Introduction into Parametrized Neural Networks (PNNs) for simple physics example in 1 and 2 dimensions.

Underlying Physics Problem

When measuring a new particle one normally encounters the problem of testing hypothesis against each other. The $H_0$ hypothesis is usually the background only model. The alternative hypothesis is $H_1$. The problem is now a classification problem with probabilities.
The questions arise: With which probability can be reject the null hypothesis and accept the alternative hypothesis?
For analytic equations for the signal and background one can solve this problem relatively elegent by using the pdfs (probability density functions) and applying the NP-lemma that states the likelihood ratio is the best test statistic.
From there on, one can evaulate further on the test statistic and make a statement.

This cannot be applied for non-analytic distribution which are often the case in particle physics environments. Nevertheless, the setup is predefined for using a classification model to determine if an event is accepted in the signal model or not.

Now, another limiting factor would be if we had to train for every siganl model a new NN. This can be solved in a way such that the neural network is paramterized with the $H_0$ and $H_1$.
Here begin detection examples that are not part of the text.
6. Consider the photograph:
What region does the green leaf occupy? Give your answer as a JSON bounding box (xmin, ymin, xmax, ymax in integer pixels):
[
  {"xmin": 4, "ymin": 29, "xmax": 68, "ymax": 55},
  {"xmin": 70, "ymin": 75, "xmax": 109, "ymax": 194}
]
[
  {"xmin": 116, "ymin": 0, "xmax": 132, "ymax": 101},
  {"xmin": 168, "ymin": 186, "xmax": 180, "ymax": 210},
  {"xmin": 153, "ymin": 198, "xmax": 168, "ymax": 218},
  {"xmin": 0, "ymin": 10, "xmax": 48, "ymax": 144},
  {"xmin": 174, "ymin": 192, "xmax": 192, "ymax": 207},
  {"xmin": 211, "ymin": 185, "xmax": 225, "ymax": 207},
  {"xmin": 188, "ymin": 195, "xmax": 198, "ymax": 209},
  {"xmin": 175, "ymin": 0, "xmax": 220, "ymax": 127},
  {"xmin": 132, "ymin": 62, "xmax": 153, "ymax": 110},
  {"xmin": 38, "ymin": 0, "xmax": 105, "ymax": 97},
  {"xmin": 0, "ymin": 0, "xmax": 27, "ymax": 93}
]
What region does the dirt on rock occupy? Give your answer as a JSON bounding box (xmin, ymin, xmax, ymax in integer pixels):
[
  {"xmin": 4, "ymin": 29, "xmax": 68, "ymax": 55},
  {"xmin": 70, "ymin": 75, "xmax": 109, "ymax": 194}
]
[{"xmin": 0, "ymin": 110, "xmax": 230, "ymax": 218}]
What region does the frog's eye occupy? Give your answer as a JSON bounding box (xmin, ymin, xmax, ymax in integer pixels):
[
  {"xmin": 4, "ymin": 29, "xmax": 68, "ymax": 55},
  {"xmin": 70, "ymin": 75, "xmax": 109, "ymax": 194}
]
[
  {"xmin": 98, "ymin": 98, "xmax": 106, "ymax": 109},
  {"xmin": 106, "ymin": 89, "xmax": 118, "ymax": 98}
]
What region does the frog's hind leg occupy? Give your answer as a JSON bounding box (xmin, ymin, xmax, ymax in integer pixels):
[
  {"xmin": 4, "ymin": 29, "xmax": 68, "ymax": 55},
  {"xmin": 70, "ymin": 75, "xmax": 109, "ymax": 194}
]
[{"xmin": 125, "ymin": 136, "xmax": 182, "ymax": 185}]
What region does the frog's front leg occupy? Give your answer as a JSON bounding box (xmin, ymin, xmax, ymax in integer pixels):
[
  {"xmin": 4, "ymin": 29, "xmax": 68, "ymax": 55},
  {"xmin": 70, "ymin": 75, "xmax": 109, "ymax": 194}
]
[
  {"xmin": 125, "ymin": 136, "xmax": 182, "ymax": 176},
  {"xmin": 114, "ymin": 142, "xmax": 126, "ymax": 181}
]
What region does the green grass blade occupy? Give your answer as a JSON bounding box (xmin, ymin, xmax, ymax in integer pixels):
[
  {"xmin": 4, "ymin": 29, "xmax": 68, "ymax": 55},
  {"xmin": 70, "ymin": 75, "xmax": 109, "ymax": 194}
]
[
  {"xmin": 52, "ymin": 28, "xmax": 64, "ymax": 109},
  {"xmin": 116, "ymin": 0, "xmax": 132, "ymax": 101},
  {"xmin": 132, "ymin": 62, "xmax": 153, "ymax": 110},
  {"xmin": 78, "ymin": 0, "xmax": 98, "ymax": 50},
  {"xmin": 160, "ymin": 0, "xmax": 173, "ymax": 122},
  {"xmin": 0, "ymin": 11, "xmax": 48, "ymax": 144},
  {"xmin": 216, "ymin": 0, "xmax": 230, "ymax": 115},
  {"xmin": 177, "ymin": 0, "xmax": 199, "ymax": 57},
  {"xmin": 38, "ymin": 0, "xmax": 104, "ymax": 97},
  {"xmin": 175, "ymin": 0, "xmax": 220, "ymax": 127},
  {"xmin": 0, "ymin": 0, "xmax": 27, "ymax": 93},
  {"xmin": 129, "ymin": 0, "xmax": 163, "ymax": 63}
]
Parameterized Neural Networks

Networks are parameterized with the hypotheses $H_0$ and $H_1$.
For the 1 dimensional example the network input has three input nodes:

1 2 3
measured x position x position of $H_0$ x position of $H_1$

For the 2 dimensional example the network input has six input nodes:

1 2 3 4 5 6
measured x position measured y position x position of $H_0$ y position of $H_0$ x position of $H_1$ y position of $H_1$

Classification Task

The task for the network is basically classifiying an event into two categories ($H_0$ or $H_1$).
For this task there is a sigmoid function at the end of the the NN. When cutting the sigmoid function away after training one obtains the log likelihod ratio between the two models.
This is better known as the likelihood ratio trick. The output approaches the log likelihood ratio wich is according to Neyman and Pearson the best test statistic.
The NN is therefore proven to do the best possible job to a non-analytic solution.

Results

1D

The GIF shows two gaussian curves with different $\mu$ and the same $\sigma$. The orange curve displays the constant background. The moving blue* curve is the physics signal. The line in dark blue shows dependent on the position of the peaks (x-variable), the probability to discard the background hypothesis $H_0$ and accept the signal hypothesis $H_1$.
For the very special case where the two gaussian are overlapping, the blue line should be excactly horizontal. This is equivalent to sayin that the data can not be seperated in this case. Of course this imperfrection arises from imperfection of training and data preparation.

2D

The GIF shows events drawn from two different gaussian probability distributions. The events drawn from the signal distributions are parameterized in a circular and grid from. The background is depicting a probability to discard the background hypothesis. The probabilities correspond in such a way that:

  • $0 = darkblue$
  • $1 = yellow$

Circular Movement

Grid Movement

Parameter Inference

The likelihood ratio trick enables us to do parameter inference on a certain signal with the trained paramterized neural network. This is done for the 1D and 2D example.

The log likelihood ratio is then summed up for every point for the underlying background and signal models.
The best value for the interfered paramter can be found by looking at the maximum (or minimum) of the summed values.